Artikel karangan Tessel Pollman ini diterbitkan dengan judul asli, “The Unreal War: The Indonesian Revolution Through the Eyes of Dutch Novelist and Reporters,” Indonesia, 69 (2000), hal. 93,–106. Diterjemahkan oleh Haldi Patra. Diterbitkan Garak.id untuk tujuan pendidikan, bukan tujuan komersil.
***
Salah satu dari novel-novel itu adalah Groen is de Oetan (green is the Utan).[1] Seorang penulis yang tidak begitu dikenal bernama G.M. Rossum menulis buku ini setelah 1947. Buku ini jelas mengandung elemen otobiografi. Sebagaimana novel-novel lain dengan genre serupa, novel ini dibuka dengan sebuah deskripsi tentang perjalanan dari Belanda ke Hindia-Timur yang dialami oleh seorang tentara muda. Gairah petualangan menginspirasi mereka.
Gairah petualangan dan romantisme yang tidak terbatas akan pelayaran yang jauh; dalam novel perang ini, banyak tentara yang digambarkan sangat bersemangat untuk bertugas di Hindia-Belanda, di sebuah negeri yang eksotis. Ke sanalah tujuan mereka, seperti yang disampaikan oleh kolonel kepada anak buahnya: “Saudara-saudara, kalian telah datang sejauh ini untuk menyelesaikan tugas yang sulit, yang juga merupakan tugas terhormat. Saya paham kesulitan kalian karena berada jauh dari rumah dan berada di daerah tropis ini, tetapi kuatlah. Waspada, tekun dan percayalah kepada Tuhan, lalu semuanya akan baik-baik saja.”[2]
Apa yang paling mencolok dari penggambaran karakter militer ini adalah seperti yang dideskripsikan oleh kolonel: para prajurit akan melaksanakan sebuah “tugas yang mulia.” Sebuah korps perdamaian. Dan Letnan Vermeulen, tokoh utama dari novel ini, percaya dengan karakterisasi ini.

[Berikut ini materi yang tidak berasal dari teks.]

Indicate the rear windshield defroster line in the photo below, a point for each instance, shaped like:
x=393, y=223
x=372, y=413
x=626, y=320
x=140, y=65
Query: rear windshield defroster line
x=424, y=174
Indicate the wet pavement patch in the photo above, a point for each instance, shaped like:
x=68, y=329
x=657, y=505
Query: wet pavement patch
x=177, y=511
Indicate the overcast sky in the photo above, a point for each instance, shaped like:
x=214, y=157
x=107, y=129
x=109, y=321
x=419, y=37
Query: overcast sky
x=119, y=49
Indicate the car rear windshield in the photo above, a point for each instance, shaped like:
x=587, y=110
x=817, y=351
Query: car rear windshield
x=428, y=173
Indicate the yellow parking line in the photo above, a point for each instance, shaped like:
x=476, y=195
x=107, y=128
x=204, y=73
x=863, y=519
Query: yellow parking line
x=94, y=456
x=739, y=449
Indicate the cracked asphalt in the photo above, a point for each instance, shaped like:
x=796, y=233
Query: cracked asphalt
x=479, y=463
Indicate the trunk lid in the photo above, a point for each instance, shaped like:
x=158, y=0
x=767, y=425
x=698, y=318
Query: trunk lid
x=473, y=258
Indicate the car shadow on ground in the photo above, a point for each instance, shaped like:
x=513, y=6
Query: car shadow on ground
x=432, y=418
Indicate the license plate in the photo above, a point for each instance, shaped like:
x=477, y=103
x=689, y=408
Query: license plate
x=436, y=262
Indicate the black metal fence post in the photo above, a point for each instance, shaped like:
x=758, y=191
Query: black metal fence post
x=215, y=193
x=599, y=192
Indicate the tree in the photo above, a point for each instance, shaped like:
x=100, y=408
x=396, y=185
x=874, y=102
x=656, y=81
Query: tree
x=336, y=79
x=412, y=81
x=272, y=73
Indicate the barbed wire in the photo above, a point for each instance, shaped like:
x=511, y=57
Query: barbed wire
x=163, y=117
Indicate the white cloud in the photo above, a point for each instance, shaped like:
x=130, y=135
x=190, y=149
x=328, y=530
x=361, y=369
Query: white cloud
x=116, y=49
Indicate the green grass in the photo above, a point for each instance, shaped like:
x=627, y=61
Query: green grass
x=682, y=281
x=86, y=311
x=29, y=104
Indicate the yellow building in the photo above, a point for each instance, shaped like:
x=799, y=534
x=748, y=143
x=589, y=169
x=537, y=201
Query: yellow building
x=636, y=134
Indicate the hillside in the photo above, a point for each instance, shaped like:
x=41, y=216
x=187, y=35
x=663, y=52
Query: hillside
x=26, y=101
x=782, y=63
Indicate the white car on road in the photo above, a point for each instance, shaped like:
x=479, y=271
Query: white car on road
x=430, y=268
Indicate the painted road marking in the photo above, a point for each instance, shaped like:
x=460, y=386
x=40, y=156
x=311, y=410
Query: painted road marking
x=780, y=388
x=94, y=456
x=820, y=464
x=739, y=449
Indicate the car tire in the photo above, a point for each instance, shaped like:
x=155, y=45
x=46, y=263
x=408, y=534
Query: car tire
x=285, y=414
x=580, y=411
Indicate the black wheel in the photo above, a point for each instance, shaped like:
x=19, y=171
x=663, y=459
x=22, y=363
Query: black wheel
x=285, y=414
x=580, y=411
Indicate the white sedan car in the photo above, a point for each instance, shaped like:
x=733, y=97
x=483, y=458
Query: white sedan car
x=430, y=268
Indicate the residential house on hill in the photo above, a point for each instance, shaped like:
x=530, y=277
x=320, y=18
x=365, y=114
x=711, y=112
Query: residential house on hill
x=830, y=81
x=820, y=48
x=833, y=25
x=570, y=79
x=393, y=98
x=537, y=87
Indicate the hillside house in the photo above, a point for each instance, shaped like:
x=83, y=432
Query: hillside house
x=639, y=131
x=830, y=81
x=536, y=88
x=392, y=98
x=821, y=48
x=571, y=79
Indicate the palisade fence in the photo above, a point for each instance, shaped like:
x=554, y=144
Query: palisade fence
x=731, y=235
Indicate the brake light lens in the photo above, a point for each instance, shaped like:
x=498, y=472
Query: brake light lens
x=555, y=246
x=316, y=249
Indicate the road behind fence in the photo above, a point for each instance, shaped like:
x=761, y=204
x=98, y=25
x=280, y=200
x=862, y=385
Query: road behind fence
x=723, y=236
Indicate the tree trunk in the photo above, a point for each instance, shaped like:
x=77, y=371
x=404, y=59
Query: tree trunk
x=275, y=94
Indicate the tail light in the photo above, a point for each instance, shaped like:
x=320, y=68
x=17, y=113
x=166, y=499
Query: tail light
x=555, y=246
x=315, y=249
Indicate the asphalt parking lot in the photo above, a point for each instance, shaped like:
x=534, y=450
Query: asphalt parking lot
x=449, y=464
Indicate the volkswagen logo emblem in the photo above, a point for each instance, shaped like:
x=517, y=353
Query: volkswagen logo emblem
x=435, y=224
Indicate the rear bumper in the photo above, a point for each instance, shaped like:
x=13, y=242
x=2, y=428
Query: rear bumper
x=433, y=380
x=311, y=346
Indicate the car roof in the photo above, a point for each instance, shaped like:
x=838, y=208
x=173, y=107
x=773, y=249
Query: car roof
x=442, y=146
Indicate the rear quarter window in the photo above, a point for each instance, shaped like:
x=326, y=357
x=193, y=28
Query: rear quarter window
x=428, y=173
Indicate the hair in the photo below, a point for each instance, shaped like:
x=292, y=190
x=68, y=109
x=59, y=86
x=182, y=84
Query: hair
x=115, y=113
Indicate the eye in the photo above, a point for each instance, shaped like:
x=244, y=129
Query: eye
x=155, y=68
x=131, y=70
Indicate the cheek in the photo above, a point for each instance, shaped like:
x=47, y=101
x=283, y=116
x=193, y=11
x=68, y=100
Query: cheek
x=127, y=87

Misi Pasukan Perdamaian yang idealistis ini, bagaimanapun, mengandung kritik ideologis, dan G. M. van Rossum mendeskripsikannya dengan piawai. Pertama, para pembaca bertemu dengan seorang radikal kiri, Nelis de Wit, alias Grouch, yang memberikan kesimpulan misi mereka sehari setelah mereka sampai di Jawa: “Jika seluruh kumpulan kapitalis busuk ini mendapatkan kesempatan, mereka sekali lagi akan mengeksploitasi orang-orang Indonesia. Dan kita harus tenggelam dalam kekacauan ini selama dua tahun dan dipaksa untuk melawan orang-orang yang belum pernah kita lihat.”[3]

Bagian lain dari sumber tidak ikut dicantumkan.